Be it autonomous driving, rapid charging, smart suspensions, smart doors, custom seat settings, energy experiences, even financing and vehicle life management—it’s all about actionability.
These are truly intelligent features that a consumer can derive real value from, and they can only be built using 360-degree hardware development.
Where software comes in is to manage and control that hardware on a very fine-grained basis. What that means is that a manufacturer that wants to build an intelligent vehicle needs to marry both hardware and software design at a fundamental level.
In vehicle design then, you need to keep two things in mind.
First, the hardware needs to be chosen and put together in a way that it can be controlled and manipulated freely by the software.
That is, unlike earlier, when you hardcode a piece of hardware or electronics to only do one thing in one way, you make it possible for software to modify how a piece of hardware works or moves.
A simple example is smart/adjustable suspension.

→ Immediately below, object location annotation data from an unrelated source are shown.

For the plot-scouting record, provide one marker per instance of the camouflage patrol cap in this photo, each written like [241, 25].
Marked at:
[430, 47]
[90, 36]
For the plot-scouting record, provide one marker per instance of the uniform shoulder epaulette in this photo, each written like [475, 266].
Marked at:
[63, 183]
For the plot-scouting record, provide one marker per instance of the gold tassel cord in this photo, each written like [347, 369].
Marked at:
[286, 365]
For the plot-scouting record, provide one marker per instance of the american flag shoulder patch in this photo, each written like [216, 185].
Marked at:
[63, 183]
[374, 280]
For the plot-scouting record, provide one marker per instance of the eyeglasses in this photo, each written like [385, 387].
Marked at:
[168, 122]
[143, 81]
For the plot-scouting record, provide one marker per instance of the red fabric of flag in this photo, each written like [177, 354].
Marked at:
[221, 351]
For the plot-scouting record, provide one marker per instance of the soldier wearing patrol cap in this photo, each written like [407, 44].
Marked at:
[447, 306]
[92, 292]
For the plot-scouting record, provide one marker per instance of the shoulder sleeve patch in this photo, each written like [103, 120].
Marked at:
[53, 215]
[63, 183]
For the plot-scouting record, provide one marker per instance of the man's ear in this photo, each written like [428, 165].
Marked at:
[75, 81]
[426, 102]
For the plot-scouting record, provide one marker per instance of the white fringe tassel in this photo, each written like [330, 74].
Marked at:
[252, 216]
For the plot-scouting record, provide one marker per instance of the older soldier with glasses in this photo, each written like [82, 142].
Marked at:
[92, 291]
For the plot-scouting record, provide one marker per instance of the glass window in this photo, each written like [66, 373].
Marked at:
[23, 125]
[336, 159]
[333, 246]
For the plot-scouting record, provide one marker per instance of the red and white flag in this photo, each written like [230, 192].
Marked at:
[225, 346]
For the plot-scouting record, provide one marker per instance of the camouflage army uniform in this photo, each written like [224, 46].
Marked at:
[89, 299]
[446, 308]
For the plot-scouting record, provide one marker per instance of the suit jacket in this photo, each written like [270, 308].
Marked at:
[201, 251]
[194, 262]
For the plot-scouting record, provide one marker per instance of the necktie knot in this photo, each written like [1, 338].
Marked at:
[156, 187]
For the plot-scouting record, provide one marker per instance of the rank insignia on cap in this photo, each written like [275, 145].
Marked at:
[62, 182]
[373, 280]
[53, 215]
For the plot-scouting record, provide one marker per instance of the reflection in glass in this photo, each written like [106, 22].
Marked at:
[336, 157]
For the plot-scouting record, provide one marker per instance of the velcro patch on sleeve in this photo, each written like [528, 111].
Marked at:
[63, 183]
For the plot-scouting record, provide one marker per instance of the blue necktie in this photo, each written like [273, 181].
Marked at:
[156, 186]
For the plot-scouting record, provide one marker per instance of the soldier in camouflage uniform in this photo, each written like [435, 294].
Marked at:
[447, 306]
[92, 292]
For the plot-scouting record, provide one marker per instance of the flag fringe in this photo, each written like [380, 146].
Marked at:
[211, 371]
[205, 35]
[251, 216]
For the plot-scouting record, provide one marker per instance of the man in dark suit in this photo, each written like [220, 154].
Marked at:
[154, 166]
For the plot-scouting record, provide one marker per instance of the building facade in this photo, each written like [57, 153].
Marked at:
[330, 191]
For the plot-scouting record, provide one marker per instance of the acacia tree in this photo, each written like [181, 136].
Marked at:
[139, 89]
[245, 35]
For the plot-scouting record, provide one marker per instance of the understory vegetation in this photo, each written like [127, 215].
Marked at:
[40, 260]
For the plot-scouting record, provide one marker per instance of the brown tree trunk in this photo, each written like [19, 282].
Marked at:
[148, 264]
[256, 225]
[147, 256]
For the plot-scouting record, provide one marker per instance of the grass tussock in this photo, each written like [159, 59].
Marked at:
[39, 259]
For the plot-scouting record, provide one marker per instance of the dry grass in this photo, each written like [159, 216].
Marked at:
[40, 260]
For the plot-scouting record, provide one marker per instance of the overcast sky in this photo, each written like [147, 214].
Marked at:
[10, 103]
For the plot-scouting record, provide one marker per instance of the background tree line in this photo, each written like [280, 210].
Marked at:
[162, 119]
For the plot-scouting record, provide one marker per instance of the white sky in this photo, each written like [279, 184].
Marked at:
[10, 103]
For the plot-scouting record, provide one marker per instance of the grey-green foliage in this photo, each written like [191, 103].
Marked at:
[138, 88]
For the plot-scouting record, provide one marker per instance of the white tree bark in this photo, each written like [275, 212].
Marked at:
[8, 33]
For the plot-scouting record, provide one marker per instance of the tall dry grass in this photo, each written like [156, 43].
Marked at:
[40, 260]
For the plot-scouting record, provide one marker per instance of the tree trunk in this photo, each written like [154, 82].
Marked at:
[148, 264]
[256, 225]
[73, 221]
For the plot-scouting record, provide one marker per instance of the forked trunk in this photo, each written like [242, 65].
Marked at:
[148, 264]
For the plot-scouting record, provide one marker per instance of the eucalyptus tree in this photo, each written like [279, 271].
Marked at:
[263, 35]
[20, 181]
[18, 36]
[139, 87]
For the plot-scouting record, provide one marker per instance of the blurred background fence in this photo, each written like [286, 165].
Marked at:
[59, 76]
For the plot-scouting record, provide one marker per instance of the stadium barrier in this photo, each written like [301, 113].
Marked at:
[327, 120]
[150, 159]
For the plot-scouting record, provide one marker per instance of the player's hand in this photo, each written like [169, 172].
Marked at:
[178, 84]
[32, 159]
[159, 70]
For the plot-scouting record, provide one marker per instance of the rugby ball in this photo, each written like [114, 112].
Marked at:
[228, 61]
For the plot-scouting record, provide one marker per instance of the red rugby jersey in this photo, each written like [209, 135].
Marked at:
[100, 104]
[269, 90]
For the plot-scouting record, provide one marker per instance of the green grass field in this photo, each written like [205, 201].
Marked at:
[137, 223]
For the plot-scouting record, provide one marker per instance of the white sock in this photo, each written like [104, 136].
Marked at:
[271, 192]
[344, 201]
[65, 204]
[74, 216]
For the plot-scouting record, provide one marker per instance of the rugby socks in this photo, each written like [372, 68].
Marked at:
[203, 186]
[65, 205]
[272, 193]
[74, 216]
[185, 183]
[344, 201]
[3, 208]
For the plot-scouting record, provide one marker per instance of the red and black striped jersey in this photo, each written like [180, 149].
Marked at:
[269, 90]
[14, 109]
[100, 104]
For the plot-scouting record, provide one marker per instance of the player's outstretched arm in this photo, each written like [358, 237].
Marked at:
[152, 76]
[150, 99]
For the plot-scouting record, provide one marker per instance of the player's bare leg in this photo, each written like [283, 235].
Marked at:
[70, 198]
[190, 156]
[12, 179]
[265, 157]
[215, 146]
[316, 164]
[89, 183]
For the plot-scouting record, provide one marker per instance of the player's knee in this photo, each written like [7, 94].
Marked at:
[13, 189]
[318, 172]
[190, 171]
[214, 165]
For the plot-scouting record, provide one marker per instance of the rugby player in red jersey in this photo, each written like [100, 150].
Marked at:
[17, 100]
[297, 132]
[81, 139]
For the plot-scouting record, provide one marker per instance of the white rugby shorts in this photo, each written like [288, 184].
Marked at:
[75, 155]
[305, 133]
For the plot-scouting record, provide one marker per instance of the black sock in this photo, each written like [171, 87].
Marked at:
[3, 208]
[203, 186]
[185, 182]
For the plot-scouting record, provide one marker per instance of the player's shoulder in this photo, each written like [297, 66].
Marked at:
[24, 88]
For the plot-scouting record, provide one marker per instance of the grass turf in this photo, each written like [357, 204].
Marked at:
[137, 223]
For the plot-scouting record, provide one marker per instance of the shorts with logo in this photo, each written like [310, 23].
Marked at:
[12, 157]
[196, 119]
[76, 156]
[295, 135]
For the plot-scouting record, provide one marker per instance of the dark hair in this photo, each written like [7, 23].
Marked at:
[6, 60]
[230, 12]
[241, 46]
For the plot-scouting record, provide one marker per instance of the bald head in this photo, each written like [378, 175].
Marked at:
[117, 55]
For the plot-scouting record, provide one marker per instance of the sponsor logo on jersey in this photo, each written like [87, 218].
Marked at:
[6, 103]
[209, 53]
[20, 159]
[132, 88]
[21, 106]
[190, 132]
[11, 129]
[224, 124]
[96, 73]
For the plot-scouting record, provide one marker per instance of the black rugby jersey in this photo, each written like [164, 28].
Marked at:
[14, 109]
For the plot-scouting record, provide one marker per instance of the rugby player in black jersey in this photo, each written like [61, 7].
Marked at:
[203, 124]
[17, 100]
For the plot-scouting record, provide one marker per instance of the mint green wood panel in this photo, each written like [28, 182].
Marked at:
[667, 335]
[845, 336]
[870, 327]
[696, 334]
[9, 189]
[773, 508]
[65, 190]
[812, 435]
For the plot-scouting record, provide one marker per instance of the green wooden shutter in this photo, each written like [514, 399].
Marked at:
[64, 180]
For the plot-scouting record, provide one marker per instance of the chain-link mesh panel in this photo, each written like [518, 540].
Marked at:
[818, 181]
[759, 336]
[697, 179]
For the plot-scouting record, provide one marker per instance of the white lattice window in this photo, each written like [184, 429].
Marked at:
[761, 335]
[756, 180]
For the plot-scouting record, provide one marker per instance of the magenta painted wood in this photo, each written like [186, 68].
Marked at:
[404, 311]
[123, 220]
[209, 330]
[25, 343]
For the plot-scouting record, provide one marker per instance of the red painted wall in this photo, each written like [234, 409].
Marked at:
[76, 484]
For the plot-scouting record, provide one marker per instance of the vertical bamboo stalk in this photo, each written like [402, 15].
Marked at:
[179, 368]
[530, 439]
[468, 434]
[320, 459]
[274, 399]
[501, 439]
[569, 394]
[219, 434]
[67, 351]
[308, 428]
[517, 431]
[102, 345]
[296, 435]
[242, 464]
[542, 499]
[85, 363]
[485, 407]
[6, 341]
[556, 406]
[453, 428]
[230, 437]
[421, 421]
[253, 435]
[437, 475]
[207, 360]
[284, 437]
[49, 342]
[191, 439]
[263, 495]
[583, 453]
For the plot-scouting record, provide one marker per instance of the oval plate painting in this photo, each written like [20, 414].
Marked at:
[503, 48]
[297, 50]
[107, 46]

Something that can be adjusted to suit different driver preferences or even different road conditions on the fly. You need to build in the right hardware that is capable of adjustment and is designed to be programmed on the go, which means having the right controllers and communication hardware too.
Second, the software to control the vehicle (and not just the infotainment screen) needs to be written by people who deeply understand the hardware in that specific vehicle -- how it functions, the range of its capabilities, how all it can be used to deliver a certain experience to the driver and passengers.
In the suspension example, the software designers can’t deliver an innovative product without knowing exactly how the hardware of the suspension systems works.
Today, the industry has so far only scratched the surface in terms of the hardware innovation that’s possible with EVs. Ultimately, companies that can deeply integrate hardware and software have a disproportionate advantage. It’s super hard to build such teams, and it’s what companies like Tesla do best.
Arun Vinayak is the Co-founder & CEO of Exponent Energy. The opinions expressed are those of the author alone.